Clones materialized by his siblings, said, "It's time," and immediately crumbled. He could feel Temari and Kankurou both turn and run for his building.

He could feel that they were still minutes away.

But he'd beaten Sasuke before, while wounded and out of his mind.

"You still don't get it," Sasuke said, with triumphant amusement. "I can still go back once this is done. All I have to do is apologize, maybe publicly grovel, and we both know Leaf wants me to procreate so badly they'll accept whatever story I tell them. And even if he suspects something, Naruto cares about me enough to forgive whatever I do as long as he thinks he can keep me in line."

"Once this is done, you say. Once you try to fight your way out of Sand?" Gaara stared, so incredulous he almost forgot to keep his eyes averted from his foe's face. "I've told my siblings; Sakura knows you're here, my jounin all know you're here—and I'll kill you before I let you touch any of them. There's no way out for you."

If anything, Sasuke's satisfaction deepened. "They know you've said I'm here. No one's seen me. For all Sand knows you were just being paranoid."

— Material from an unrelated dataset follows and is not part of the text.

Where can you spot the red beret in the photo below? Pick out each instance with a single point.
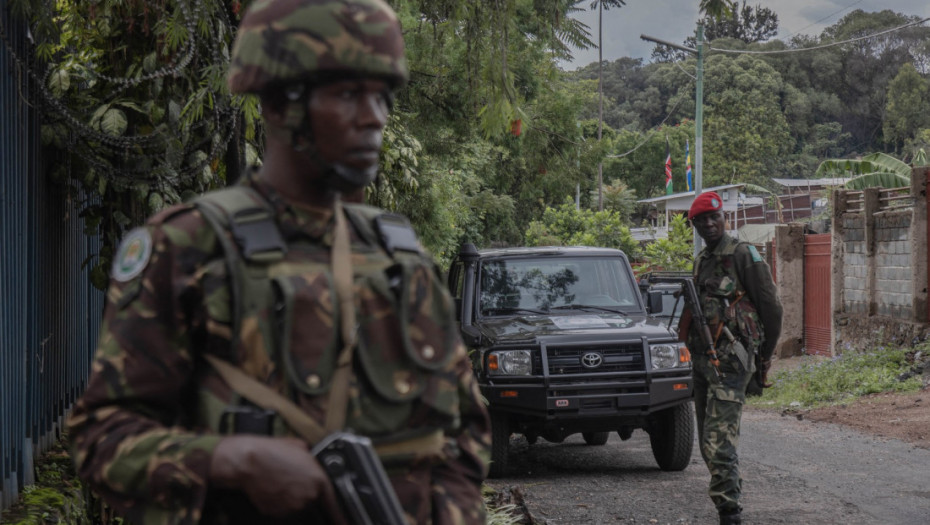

Gaara was missing something, something horribly, desperately important. "Did you really think you were going to be able to invade Sand, attack me, attack my people, and just walk away? Did you really think you were going to fight your way through everyone here, pull some bloodline genjutsu, and have an entire ninja village just forget who they'd faced?"

"No," Sasuke said, and smiled. "Not me."

ooo

Sand clung to the walls, the floors, and didn't give under her feet as she ran for the stairwell. Even at a distance Sakura could hear the two men shouting at each other, their words indistinct but their anger clear.

She wasn't too late.

Sakura felt the first impact of two competing techniques in her bones; the next rattled the stone walls.

She couldn't be too late.

The stairs under her feet abruptly lurched upwards—the entire building did, by a few feet. Sakura inadvertently dropped to her hands and knees, yelped as her shin hit a stone edge, and scrabbled upwards.

What the hell were they doing?

She had to get there, before—

The shouting cut off, leaving her with only the sound of her own breath—and just as suddenly, horribly, the building came down around her.